ちょうど同じタイミングで直江がこちらへ目をやった。
ふわりと微笑んで、
「お茶が入りましたよ」
「・・・うん」
オレは素直に肯いてテーブルにつく。
そこに、すいと小さな茶碗が差し出された。白い碗の中にまどろむのは、黄色というには少し紅がかった液体。綺麗に澄んで、湯気をたてている。
「いつもの?」
そこから立ちのぼる独特の香りに、オレは直江を見上げて問う。
「ええ。桂花です」
金木犀の烏龍茶のことだ。この独特の香りはそこからくるのだった。
「そうか」
小さく呟いて、茶碗を掌に包む。
温かい。
もう十月も終わる。夜は肌寒くなってきたこの頃だ。ひやりとした夜の空気には、こんな熱い茶が沁みるように嬉しい。

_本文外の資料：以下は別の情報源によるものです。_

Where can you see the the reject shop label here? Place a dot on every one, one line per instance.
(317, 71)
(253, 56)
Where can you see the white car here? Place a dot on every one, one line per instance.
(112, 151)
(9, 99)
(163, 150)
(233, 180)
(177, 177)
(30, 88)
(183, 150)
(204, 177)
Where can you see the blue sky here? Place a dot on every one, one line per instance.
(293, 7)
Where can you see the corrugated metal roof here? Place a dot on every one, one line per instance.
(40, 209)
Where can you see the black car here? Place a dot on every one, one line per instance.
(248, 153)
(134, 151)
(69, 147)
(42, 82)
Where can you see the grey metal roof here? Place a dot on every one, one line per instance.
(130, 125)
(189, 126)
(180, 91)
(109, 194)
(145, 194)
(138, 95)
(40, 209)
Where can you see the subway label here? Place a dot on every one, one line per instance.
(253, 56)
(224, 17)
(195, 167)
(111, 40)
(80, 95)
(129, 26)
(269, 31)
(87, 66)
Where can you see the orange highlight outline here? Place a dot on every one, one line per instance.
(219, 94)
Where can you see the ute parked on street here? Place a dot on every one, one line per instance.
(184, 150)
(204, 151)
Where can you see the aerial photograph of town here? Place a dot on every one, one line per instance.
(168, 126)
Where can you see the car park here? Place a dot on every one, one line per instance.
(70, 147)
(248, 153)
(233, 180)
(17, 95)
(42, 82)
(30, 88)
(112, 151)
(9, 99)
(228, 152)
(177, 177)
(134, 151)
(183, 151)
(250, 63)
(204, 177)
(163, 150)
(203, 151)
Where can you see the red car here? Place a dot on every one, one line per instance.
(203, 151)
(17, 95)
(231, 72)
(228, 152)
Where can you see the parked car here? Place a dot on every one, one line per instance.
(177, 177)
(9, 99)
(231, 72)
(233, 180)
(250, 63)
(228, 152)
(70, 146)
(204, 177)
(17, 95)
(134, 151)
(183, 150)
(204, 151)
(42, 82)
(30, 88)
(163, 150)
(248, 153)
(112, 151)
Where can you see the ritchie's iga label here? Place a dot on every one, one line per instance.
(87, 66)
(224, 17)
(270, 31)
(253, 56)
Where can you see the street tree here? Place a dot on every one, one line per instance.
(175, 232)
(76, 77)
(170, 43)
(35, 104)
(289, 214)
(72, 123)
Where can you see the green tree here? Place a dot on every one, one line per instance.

その温かさをできるだけ長く保ちたくて、ゆっくりと乾す。
あの寒い家にいたころはこんな熱い茶は出なかった。何もかもが冷ややかで、凍えそうに寒かったことを思い出す。
思い出すだけで凍みるように胸が痛くなる寒い記憶。
この茶碗の温かさは、それをほぐしてくれる。淹れた男の温かさをそのまま伝えてくれるような、気がする。
「・・・ごちそうさま」
碗を置くと、そんなオレの気持ちをいつもどうやってか読み取っている直江がそれを取り上げた。
「もう一杯、入れましょう」
再び、熱い液体が注がれる。
「どうぞ」
「ありがとう」
碗を掌にのせて覗き込む。湯気が目にしみて目が熱くなった。それにつられて涙が出そうになり、慌てて瞬きをする。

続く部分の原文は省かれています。